**Jon Moody**answered

Imagine you are trying to find a house on a really long street with 1000 houses. This is the future and we have mastered the ability to teleport. All you have is the street address but you don't know which houses have addresses. They might be numbered 1, 5, 9, 19, 25, 28, 37 and so on. Cities leave these gaps on purpose to have addresses to use if any new houses are constructed later.

The easiest way to find the house quickly would be to teleport to the halfway point on the street. You could look at the address of the house you are at. If the house you want is a bigger number, then you know it must be one of the houses farther down the street. But if the house you are looking for is a smaller number is must be in the other direction.
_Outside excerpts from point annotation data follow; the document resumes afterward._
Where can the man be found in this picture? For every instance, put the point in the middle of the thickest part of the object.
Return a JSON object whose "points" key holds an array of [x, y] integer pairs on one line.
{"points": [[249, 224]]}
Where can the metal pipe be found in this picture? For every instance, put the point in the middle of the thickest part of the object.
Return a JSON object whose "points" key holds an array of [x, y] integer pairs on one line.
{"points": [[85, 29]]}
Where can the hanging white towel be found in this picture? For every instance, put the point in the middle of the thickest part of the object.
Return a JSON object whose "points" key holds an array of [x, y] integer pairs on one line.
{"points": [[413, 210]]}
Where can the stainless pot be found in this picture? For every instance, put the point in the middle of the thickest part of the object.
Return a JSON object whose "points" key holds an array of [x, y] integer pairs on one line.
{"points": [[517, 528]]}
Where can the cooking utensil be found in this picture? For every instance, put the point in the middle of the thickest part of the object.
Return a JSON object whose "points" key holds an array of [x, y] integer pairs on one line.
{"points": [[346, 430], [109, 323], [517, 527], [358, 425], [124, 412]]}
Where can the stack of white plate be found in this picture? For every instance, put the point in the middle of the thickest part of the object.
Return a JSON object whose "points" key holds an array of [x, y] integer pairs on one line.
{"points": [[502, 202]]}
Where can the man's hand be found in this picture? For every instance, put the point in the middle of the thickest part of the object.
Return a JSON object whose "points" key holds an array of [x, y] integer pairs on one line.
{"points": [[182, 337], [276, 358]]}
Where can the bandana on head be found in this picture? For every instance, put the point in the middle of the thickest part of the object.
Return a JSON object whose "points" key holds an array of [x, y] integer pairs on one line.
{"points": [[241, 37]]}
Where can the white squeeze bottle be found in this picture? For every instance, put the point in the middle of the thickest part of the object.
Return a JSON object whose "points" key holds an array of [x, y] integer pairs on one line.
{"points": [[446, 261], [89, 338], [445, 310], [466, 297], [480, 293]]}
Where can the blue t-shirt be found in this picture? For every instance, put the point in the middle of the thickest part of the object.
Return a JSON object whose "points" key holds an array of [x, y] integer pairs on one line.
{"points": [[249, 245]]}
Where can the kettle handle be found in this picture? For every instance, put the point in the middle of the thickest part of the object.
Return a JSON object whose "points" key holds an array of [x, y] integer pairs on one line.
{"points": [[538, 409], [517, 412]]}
By teleporting to the halfway point you've cut the number of houses to search in half. The first time you teleported halfway to the 500th house in the street. But you can cut the houses in half again by repeating the process. If the house number you want is bigger, you teleport to the 750th house. If the house number you want is smaller, you teleport to the 250th house. You check again and quickly begin to narrow down where the house must be.

Since every teleport cuts the number of houses in half, you are guaranteed to find the house you want in 11 teleports or less. This is much faster than checking all 1000 houses one at a time. This is exactly how a binary search works. The computer goes to the halfway point of a sorted list and then checks to see if what it want is closer to the beginning or the end. It repeats the process, each time cutting how much needs to be searched in half.

This assumes the list is sorted. Lets go back to the house analogy. Let's say all the houses on the street were numbered randomly (54, 1009, 2, 4006, 57, 186, 17, ...) then going to the halfway point wouldn't help. When you go to the 500th house, you have no way to know if the house you want is to the right or left because they are not in order. The only way to find the right house is to check them one by one.

Binary searches are used to an extent by people all the time. When we look up people in a telephone book, we use a similar process of flipping close to where we think it might be then flipping a few pages forward or back until we find the right phone number. If the names in the phone book were out of order or just put in randomly, it would be practically impossible to ever find what you are looking for.